While it did not identify the politician, the Interfax Ukraine news agency and other Ukrainian media outlets named Andriy Klochko as the accused.

Mr Klochko is a member of President Volodymyr Zelensky’s Servant of the People party.

He has not yet publicly responded to the allegations. The BBC has approached him for comment.

In a statement, NABU said that between 2020 and 2021 the MP had acquired assets worth 25m hryvnas (£507,000), while he and his wife’s combined declared income and savings at the time was just 14m hryvnas (£284,000).

That left an unexplained difference of 11m hryvnas (£223,000), prosecutors said.

A joint investigation with Ukraine’s Specialised Anti-Corruption Prosecutor’s Office found the MP had purchased three plots of land near Kyiv, five flats in the Ukrainian capital, two other premises, as well as two cars: a Tesla and a Mercedes-Benz.

NABU alleged that “to conceal the ownership of these assets, the MP registered most of them with close relatives” while retaining full control over them.

The anti-corruption agency credited Bihus, an investigative journalism publication, for bringing the matter to light in a series of articles published in 2021 and 2022.

NABU stressed that the MP was considered innocent until found guilty in court.

Ukraine has been plagued with a history of officials facing accusations of corruption, which has complicated Mr Zelensky’s attempts to recast it as a burgeoning Western democracy and seek military aid.

When he came to power in 2019, he described fighting corruption as one of his key priorities. He has since made several culls of top officials over claims of mismanaging public funds.

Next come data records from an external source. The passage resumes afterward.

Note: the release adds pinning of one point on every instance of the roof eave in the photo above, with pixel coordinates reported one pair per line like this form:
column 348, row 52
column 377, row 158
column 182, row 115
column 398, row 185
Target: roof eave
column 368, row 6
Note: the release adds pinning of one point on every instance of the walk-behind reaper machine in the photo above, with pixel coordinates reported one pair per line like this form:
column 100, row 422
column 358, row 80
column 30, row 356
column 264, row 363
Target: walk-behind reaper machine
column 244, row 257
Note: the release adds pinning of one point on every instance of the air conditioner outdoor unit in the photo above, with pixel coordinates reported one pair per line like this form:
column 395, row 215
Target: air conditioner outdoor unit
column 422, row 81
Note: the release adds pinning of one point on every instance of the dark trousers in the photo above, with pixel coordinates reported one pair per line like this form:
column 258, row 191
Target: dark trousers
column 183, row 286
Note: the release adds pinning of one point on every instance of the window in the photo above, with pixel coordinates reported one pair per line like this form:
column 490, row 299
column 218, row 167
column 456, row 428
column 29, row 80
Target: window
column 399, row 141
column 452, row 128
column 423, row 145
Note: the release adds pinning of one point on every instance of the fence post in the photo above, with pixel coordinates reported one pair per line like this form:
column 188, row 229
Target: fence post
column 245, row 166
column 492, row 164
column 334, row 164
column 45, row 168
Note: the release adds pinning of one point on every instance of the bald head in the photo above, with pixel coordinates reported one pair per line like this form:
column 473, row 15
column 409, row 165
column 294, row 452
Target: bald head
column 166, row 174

In January, several top officials lost their jobs as part of the latest round of anti-corruption measures.

In 2023, Ukraine was ranked 104th out of 180 countries in a corruption perception index, external by NGO Transparency International – 12 places up from the previous year.

On Wednesday, Mr Zelensky dismissed Illya Vityuk, head of cybersecurity for the Security Service (SBU).

The decree followed reports that a plain-clothed SBU officer attempted to hand a summons to an investigative journalist, after he published a story claiming Mr Vityuk’s wife had understated the value of a luxury flat she had bought on an official declaration.

The SBU told Slidstvo at the time that Mr Vityuk’s wife was a “private entrepreneur” who had purchased the property using her own “income and savings”.